KYSO Flash
Knock-Your-Socks-Off Art and Literature
Issue 8: August 2017
Flash Fiction: 981 words

Under the Ceiling

by Kathryn Kulpa

In a movie I saw as a kid someone asked a girl what she wanted to see on her honeymoon—like, Paris or Rome or something, you’d expect her to say—but instead she said, lots and lots of beautiful ceilings.

And like so many things I half understood as a kid I vaguely sensed that this was “dirty,” that it meant something risqué and adultish. When I asked my mother, she pretended a bland ignorance and said the girl was just “being silly.” Later, I asked my cousin Beth, but she had no insight to share. I hadn’t expected she would. She was not just my cousin but my best friend. Our mothers, two sisters, had been pregnant together, and so we were twins, of a sort, born one month apart, sharing clothes and books and chicken pox. We found things out together, not apart.

But ceilings meant something, I knew, because of that song “Hotel California,” where you could check out any time you liked but you could never leave, and how it had mirrors on the ceiling, and so I took to watching ceilings, noticing them, and it’s a funny thing, but most people never do. Maybe they try not to. Sometimes looking up is scarier than looking down. A crack in the ceiling might look like a goblin king’s head or an alien’s beckoning claw. There might be furry things growing in the corners, and spider webs, and sometimes even spiders that dangle.

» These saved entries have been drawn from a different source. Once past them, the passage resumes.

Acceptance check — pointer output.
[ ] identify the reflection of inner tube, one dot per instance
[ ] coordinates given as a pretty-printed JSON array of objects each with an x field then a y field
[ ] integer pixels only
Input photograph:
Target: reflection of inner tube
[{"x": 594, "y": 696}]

Spiders that dangle could scare anybody.

When I was thirteen years old we took a family vacation to Maine. Beth came along, my surrogate sister, and that year, for the first time, we were allowed a motel room of our own, without parents. The year before, sleeping in the double bed only a few feet away from my father, I’d gotten my period. I wondered if that was why. I remembered cringing in embarrassment, waiting until my dad was in the shower to tell my mom, worrying about the housekeeper seeing the sheets, even whispering to my mother that we should throw them out, buy a new set and switch them. She insisted that motel housekeepers saw “all kinds of things.” Still, that year, we were growing up and “needed some privacy.”

To celebrate, we planned a party for that first night. We wouldn’t sleep at all; we’d stay up all night, making mix tapes out of radio songs on my boom box, telling ghost stories, playing truth or dare, and sharing vending-machine junk food. Earlier that day we walked to a fruit stand down the road, bought black-red cherries, and practiced spitting the pits across the room, aiming for but seldom reaching the wastebasket. We popped a tape into the boom box and recorded ourselves singing. Beth produced a squashed cigarette pack from her backpack—she’d found it in her brother’s room, she said—and we took turns smoking, trying not to cough, waving the smoke out the window. What if it set off the fire alarm, Beth said, and we looked up to the ceiling, where the smoke detector’s single red eye didn’t blink.

We watched that red eye, lazy twists of smoke drifting past our heads, and saw two odd dangling wires next to the smoke detector. At first I thought of a spider, but they were bigger than a spider’s legs—at least we hoped so—and we speculated on what they could be, red and black wires for a ticking time bomb that would blow us up if we didn’t guess right about which wire to cut to disable it, or some kind of evil, spindly-legged creature that lived in the ceiling. One of the stories we liked to tell was about a tiny demon called Enoch that lived in a man’s brain and made him kill people, and when a lawyer tried to trick him and asked the man to give him Enoch, the man agreed. Then the lawyer felt something crawling inside his own brain, and screamed...

But there wasn’t an Enoch. Not really. The man in the story was just crazy. And the wires dangling from the ceiling were just wires, not Enoch’s legs, not the spindly legs of a tiny demon crouching behind the smoke detector just above our bed, staring, watching us, getting ready to pounce and crawl inside our heads to eat away our brains. We heard, or thought we heard, a scraping, shifting noise.

“It’s Enoch,” I whispered. “He could be up there right now. Waiting for us to fall asleep.”

And in the silence that followed, we heard a noise. A sneeze.

We screamed, and scrambled off the bed, ran to my parents’ room next door, to tell them about the red light, the sneezing demon in the ceiling, its legs dangling over our heads. We were so scared we didn’t stop to worry they’d find out we’d been smoking. As it turned out, in all the uproar, they never did.


The man who worked at the motel was arrested. He had many more videos he’d made of people in bed. I wondered if ours ever made it to court. If people saw us, two girls in nightgowns in a half-dark room, singing along to the radio and telling ghost stories about little creatures in the ceiling. If it made them wonder how many other scary stories came true.

Years later, discussing the aftermath, we both confess to a vague uneasiness in public spaces, a tendency to look for and avoid cameras, a nagging sense that our bodies are not wholly our own but things separate from ourselves, objects that could be captured and consumed without our knowledge or consent.

Sometimes even now, under a bright and open sky, I catch myself looking up, waiting to feel the brush of those wiry legs against my skin.